「歴史認識」公正な議論を 市民団体が申し入れ 長崎原爆資料館の加害展示巡り 

井上館長ら(手前)を前に、申し入れ書を読み上げる市民の会メンバーら=長崎市平野町、長崎原爆資料館

 長崎市が2025年度に予定する長崎原爆資料館のリニューアルを巡り、過去の日本によるアジア侵略など加害展示の削除・縮小を懸念している市民団体「世界に伝わる原爆展示を求める長崎市民の会」は23日、「歴史認識」について丁寧で公正な議論を進めるよう市に申し入れた。
 書面は井上琢治館長と、リニューアル内容を専門的に議論する同館運営審議会の小委員会で進行役を務める水嶋英治委員宛て。小委員会は24日の第2回会合で「原爆投下に至る歴史」を議題にする。井上館長は会合前に、今回の申し入れ内容を全委員7人に伝える考えを示した。
 館内の年表には旧日本軍による「南京大虐殺」に関する表記があるが、過去の審議会会合で保守系団体から表現修正を求める意見があった。市民の会は申し入れ書で「原爆投下へ至った戦争の負の歴史にしっかり触れ、世界の理解と共感を得ることが大切」と指摘。加害展示の必要性を訴え審議会の公募委員(2人)に応募した被爆2世の平野伸人さんが選ばれなかったことに、抗議する書面も併せて提出した。

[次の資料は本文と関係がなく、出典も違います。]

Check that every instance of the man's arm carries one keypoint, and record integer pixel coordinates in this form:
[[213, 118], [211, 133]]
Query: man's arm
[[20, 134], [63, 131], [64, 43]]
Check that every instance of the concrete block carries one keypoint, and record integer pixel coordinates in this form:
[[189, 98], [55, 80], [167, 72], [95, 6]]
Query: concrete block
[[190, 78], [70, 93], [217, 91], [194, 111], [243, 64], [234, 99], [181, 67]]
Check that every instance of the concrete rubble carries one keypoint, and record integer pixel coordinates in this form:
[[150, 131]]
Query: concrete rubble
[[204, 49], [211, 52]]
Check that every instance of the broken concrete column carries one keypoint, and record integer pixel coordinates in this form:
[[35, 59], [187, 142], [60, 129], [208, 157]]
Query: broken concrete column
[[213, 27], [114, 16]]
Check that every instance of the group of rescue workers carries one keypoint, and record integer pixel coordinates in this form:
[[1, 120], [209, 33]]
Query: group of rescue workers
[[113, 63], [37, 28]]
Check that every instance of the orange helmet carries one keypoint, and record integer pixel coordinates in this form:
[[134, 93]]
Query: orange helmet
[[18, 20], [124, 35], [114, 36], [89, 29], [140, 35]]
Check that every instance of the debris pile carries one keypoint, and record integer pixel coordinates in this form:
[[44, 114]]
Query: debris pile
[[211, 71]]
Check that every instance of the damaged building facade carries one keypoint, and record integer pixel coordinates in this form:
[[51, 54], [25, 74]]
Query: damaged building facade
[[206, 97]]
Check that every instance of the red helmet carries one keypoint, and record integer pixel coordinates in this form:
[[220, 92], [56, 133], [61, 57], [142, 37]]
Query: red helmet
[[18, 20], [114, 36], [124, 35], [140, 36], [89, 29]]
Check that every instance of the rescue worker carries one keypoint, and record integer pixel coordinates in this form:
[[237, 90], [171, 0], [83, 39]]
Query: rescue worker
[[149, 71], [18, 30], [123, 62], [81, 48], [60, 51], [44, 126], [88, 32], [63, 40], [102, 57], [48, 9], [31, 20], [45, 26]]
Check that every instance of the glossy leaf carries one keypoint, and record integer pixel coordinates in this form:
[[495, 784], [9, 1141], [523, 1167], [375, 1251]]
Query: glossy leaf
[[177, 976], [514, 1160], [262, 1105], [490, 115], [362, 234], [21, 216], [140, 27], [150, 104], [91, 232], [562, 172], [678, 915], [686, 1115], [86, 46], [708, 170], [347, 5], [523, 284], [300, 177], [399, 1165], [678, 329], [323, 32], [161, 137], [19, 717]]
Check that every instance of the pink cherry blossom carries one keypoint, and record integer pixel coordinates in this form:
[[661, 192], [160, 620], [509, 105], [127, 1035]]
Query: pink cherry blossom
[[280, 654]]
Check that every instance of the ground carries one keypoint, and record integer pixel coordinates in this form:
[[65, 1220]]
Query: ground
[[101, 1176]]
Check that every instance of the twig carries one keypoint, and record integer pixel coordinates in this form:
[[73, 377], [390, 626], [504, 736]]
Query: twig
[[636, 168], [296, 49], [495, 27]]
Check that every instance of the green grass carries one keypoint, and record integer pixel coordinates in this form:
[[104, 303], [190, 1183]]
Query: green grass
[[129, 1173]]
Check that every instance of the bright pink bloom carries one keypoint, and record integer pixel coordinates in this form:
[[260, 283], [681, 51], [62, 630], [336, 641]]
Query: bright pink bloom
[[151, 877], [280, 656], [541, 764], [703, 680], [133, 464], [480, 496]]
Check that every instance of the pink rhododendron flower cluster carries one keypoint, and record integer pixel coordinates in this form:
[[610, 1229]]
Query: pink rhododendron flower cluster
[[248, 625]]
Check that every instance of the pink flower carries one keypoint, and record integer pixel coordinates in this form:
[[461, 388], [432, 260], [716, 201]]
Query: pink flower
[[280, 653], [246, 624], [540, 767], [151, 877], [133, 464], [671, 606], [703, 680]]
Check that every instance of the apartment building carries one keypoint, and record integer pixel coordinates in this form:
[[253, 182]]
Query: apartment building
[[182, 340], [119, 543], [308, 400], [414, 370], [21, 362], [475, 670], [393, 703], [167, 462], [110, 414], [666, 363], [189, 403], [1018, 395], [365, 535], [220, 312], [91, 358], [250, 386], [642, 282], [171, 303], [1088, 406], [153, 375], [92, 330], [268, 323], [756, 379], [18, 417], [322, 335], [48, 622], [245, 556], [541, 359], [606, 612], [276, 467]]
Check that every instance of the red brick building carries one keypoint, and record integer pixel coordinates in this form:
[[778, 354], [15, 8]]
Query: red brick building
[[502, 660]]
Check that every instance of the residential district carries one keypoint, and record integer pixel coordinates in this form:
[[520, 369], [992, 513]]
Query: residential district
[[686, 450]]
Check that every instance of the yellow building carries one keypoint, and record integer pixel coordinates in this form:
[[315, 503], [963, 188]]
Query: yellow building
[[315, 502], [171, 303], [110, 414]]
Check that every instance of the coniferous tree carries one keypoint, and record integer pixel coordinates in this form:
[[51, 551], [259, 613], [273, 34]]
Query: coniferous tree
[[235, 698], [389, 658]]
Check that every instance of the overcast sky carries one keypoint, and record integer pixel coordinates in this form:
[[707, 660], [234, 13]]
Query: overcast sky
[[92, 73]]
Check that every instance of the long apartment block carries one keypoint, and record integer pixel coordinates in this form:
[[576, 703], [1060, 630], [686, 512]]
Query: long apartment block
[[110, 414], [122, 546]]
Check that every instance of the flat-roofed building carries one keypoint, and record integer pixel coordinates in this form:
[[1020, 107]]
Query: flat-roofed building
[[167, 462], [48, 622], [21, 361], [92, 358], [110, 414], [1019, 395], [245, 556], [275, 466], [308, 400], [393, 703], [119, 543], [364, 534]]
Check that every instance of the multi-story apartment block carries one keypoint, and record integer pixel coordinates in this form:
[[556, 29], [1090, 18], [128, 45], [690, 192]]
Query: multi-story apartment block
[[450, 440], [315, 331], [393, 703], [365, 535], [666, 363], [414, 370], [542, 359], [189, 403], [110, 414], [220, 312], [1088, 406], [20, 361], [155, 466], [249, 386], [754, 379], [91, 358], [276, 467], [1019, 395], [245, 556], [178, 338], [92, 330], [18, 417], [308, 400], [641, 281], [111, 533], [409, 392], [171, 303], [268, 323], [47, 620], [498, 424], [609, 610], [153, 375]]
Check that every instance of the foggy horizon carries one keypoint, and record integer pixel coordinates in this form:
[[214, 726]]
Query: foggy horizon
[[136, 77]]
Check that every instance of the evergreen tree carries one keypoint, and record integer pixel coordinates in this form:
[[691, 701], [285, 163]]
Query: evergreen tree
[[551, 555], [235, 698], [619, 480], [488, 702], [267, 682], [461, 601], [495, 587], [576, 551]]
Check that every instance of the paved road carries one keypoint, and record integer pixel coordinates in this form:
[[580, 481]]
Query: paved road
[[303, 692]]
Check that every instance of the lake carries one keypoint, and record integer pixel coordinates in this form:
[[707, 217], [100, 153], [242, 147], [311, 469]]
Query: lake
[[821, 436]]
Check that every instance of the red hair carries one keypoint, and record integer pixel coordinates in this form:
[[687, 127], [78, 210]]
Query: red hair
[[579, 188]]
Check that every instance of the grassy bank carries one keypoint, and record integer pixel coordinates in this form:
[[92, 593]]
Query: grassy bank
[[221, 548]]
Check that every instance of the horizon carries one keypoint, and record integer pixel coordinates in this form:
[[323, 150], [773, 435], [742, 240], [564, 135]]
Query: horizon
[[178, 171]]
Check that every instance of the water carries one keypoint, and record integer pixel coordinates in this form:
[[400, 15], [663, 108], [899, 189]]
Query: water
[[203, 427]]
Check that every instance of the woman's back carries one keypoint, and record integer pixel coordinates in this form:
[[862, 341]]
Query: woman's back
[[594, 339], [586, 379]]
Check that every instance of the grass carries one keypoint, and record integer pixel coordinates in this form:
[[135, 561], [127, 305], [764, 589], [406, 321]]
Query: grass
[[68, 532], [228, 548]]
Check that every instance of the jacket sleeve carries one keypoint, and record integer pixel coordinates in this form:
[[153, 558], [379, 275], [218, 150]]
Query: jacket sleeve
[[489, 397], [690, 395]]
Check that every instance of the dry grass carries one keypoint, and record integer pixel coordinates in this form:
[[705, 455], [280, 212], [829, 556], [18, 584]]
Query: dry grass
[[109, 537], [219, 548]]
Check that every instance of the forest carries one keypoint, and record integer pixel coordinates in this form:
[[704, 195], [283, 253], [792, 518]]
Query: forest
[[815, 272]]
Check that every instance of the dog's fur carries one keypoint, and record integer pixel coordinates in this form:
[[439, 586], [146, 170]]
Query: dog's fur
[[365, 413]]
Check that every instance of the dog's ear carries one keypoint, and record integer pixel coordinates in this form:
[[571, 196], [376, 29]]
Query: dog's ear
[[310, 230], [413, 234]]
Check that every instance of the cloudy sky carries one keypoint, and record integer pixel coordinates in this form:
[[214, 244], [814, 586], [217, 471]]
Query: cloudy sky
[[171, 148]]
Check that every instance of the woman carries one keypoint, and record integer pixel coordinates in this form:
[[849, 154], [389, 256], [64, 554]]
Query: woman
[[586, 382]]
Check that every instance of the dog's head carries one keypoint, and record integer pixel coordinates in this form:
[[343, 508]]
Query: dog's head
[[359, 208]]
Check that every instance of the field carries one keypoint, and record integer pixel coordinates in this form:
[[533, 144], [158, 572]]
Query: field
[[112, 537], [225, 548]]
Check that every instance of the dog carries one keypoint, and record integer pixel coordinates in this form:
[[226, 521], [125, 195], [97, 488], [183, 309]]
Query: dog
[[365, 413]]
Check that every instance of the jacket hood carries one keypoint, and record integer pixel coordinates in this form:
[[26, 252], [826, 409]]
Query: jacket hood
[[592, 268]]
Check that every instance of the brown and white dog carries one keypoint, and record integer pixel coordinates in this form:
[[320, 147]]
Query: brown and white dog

 22日夜、市民の会の結成集会が開かれ、市民ら約90人が参加。東アジア近現代史に詳しい京都府立大名誉教授の井口和起氏(83)が講演し、「歴史研究者で南京大虐殺があったことに異論を唱える人はいない」と強調。「本当に被害の苦しみを訴えようとすれば、他の被害者の訴えも聞き、共感しなければ」と語り、原爆資料館が議論を通じて相互理解を進める場となるよう求めた。
 市民の会の構成団体は22日加盟した日本マスコミ文化情報労組会議(MIC)を含め21団体。MICも23日、市に対して「戦争加害を直視した展示継続」を求める要請書を提出した。